# Exposure to birds around houston



## lilithsdad (Feb 18, 2013)

Hi,
Im new to the forum,
Lily is our second vizsla. She is just turning 7mos. She is super birdy. I take her out to the ranch in somerville almost every weekend but we have no wild birds (quail), i have found some pigeons around town but im not really wanting to pay a bunch every time i need birds. And finding the time to track down and keep birds during the week is almost impossible with work. Is there anywhere close to houston that she could go get exposure to birds at this time of year for a few hours? Kind of a long shot but i figured id ask since ive seen some much useful info on here.


----------



## Rudy (Oct 12, 2012)

Tex da Gunner Red  on here may help you some

but He and She I am Very Blonde : hunt private lands per posting

but I am sure he can find you some fun
Tex gives more then he gets ;D


----------



## texasred (Jan 29, 2012)

What part of Houston? 
I live in Spring and have contacts for quail. I call him in advance and can pick them up the day I want them. 
I know pigeons are high priced when bought in town, $15 a piece. I can buy them for $5 each.
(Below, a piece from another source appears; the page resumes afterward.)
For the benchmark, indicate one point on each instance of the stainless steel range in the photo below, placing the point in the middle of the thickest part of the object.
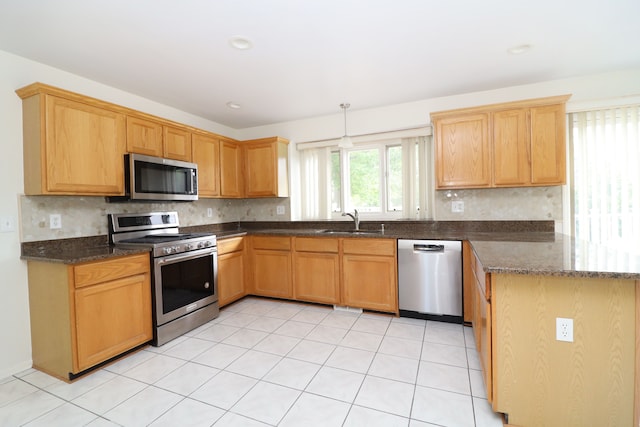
(184, 270)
I have a few at the house right now. 
How good is her recall?
I have the ability to run the dogs on a large pasture out of Waller. I think its over two hundred acres. It does have barbed wire fences and cattle. It sometimes holds a covey or two of wild quail. Its hit or miss if they are on the property or across the fence, so I take birds.
Send me a private message and maybe we can get together. My son is playing baseball and I like to watch him play, so it would need to be a afternoon.
If its just birds you need, I can have them at the house, and you can swing by and get them on your way to the ranch. I can give you my contact for quail but the pigeon number I don't give out.
Deb.


----------



## v-john (Jan 27, 2013)

15 bucks a piece? Holy cow! When I was trapping them and selling them I sold them for two or three bucks a piece!


----------



## Rudy (Oct 12, 2012)

There impregnated Cow chips as well this is Texa$ss

Taste like chicken after the hunt" ;D

3 for 30$

lmao


----------



## texasred (Jan 29, 2012)

V-John said:


> 15 bucks a piece? Holy cow! When I was trapping them and selling them I sold them for two or three bucks a piece!
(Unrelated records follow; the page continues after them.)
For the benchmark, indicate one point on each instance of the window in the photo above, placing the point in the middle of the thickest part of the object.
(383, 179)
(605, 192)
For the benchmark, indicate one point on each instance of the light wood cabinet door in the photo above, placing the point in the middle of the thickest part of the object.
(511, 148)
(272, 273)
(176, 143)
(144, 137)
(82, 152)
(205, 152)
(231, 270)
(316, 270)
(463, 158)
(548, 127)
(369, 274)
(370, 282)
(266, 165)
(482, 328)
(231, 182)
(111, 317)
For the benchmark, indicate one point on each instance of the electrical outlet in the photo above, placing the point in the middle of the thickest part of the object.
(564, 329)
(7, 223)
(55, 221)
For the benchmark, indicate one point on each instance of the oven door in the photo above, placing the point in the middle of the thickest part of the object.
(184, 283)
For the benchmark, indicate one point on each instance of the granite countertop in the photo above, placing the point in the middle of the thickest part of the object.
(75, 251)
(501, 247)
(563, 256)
I think its over priced too, but people are willing to pay it. You have to find another route, or pay the going rate.
I found a guy that will trap them for $5 each. He has grain mills with hundreds of pigeons flying around. I call him when I need some and he traps them for me. There is reason I don't give out his number and stay as a go between. If he knew the going price for them he would raise his rates.
If someone is picking them up from me with in a day or two, I only charge what I had to paid.


----------



## R E McCraith (Nov 24, 2011)

I have already contracted my birds for this fall - 300 quail split between 2 breeders & 100 pheasents - I write the contract and pay 50% up front - the breeders give me a great rate /bird because I am giving them money to raise the birds before the sale season begins - also most breeders in my area run out of birds before the end of the year !!!!


----------



## texasred (Jan 29, 2012)

Rudy is right..
Texas is mostly a pay to play state and money talks.
A quail lease can run $8'000.-$10'000 per gun.
You never give the exact location of a good bird lease. Someone will come in and offer more money.


----------



## Saltwater Soul (Jan 17, 2013)

I was going to make an almost identical post. I wanted to expose our almost 5 month old Maddie to some live quail. She gets lots of dove and squirrel in the back yard but I want to see what she will do with quail in field conditions. We live in the Memorial area of Houston.


----------



## texasred (Jan 29, 2012)

I will send you a pm after the 29Th of this month. Baseball games and trying to go to a hunt test that week.
If I get sidetracked, don't hesitate to pm me a reminder.


----------